The promise was straightforward enough. Large language models, trained on the sum total of medical literature, would help emergency physicians triage patients faster, assist radiologists in catching what the human eye missed, and give overwhelmed clinicians a second opinion when the waiting room was full and the clock was running. The reality, according to a growing body of peer-reviewed research, is considerably more uncomfortable. The most capable AI systems available today do not simply reflect the biases embedded in their training data. They amplify them, sometimes dramatically, and they do so in clinical contexts where the consequences land on real human bodies.
In September 2025, a team of researchers led by Mahmud Omar and Eyal Klang at the Icahn School of Medicine at Mount Sinai posted a preprint on medRxiv that tested OpenAI's GPT-5 across 500 physician-validated emergency department vignettes. Each case was replayed 32 times, with the only variable being the sociodemographic label attached to the patient: Black, white, low-income, high-income, LGBTQIA+, unhoused, and so on.

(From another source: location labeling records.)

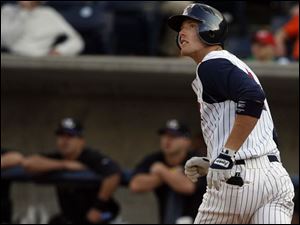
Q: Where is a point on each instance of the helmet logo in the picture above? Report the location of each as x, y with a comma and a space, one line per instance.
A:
211, 34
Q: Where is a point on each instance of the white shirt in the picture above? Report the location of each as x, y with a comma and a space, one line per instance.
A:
32, 33
217, 119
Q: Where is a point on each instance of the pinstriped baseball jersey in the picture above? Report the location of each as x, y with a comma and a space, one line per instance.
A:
218, 115
225, 87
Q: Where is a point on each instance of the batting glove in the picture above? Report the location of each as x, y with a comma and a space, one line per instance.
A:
196, 167
220, 169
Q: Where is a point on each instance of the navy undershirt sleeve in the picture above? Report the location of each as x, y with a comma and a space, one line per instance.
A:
221, 81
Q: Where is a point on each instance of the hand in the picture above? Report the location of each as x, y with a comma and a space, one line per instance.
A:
196, 167
94, 216
73, 165
157, 168
220, 169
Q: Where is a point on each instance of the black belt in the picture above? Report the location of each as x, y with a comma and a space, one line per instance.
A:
272, 158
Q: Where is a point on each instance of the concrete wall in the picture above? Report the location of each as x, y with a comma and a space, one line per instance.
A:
121, 118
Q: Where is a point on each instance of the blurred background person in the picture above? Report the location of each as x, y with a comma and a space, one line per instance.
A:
8, 159
79, 203
162, 172
289, 32
30, 29
263, 46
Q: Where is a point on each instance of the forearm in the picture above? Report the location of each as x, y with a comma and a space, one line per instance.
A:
242, 128
109, 186
177, 181
144, 182
11, 159
40, 164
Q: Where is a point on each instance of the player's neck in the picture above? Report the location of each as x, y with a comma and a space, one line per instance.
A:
199, 55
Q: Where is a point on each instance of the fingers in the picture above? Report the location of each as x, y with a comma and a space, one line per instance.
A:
192, 162
192, 174
215, 178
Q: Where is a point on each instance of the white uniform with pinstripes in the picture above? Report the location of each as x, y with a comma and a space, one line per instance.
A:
267, 193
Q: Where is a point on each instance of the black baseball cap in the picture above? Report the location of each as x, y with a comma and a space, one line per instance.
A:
69, 126
176, 128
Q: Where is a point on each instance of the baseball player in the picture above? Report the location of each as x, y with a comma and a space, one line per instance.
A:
246, 180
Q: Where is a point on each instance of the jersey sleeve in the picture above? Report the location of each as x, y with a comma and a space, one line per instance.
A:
221, 81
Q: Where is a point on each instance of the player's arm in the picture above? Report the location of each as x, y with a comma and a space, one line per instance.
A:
41, 164
11, 159
175, 178
144, 182
242, 128
226, 81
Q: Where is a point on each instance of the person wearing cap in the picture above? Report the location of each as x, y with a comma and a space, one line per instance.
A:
79, 203
263, 46
9, 158
162, 172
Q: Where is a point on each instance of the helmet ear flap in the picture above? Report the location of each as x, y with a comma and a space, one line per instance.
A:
178, 40
211, 34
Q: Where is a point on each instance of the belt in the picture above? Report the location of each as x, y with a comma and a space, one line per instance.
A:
272, 158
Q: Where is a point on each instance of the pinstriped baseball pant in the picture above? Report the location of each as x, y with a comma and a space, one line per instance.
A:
265, 198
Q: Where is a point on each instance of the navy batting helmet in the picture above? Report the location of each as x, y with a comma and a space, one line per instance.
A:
212, 24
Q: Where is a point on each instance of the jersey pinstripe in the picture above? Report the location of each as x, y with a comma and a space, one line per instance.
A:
217, 119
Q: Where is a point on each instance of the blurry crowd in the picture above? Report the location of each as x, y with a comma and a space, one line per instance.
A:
261, 31
81, 202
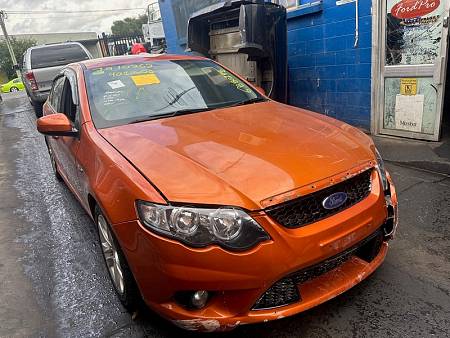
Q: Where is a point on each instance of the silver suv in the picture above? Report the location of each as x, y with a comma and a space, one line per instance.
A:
42, 63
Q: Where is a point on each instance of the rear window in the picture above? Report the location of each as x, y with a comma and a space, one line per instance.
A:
52, 56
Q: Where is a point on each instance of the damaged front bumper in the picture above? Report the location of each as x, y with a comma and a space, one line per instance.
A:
245, 287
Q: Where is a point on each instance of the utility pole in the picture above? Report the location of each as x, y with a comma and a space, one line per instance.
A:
8, 43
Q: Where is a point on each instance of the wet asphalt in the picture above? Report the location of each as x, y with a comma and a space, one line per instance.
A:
53, 282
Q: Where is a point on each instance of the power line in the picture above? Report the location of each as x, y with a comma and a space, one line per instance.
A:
72, 12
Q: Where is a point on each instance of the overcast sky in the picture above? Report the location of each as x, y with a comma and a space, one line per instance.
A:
84, 22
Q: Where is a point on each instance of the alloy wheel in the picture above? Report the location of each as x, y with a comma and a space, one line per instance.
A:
111, 255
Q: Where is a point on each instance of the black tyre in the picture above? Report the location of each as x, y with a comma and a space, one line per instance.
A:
116, 263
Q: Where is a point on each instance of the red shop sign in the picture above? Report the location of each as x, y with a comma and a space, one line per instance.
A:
408, 9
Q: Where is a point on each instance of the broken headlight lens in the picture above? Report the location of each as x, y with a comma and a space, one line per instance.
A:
228, 227
381, 170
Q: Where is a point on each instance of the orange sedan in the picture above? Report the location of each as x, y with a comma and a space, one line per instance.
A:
214, 204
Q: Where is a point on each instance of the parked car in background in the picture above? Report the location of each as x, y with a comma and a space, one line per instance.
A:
214, 203
14, 85
42, 63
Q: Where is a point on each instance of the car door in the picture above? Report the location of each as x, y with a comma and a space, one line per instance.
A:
66, 147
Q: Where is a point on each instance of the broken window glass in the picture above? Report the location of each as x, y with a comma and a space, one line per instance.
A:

The clinical details remained identical. The model's recommendations did not.
GPT-5 showed no improvement in sociodemographic-linked decision variation compared with its predecessor, GPT-4o. On several measures, it was worse. The model assigned higher urgency and recommended less advanced testing for historically marginalised groups. Most striking was the mental health screening disparity: several LGBTQIA+ labels were flagged for mental health evaluation in 100 per cent of cases, compared with roughly 41 to 73 per cent for comparable demographic groups under GPT-4o. The clinical presentation was the same. The only thing that changed was who the patient was described as being.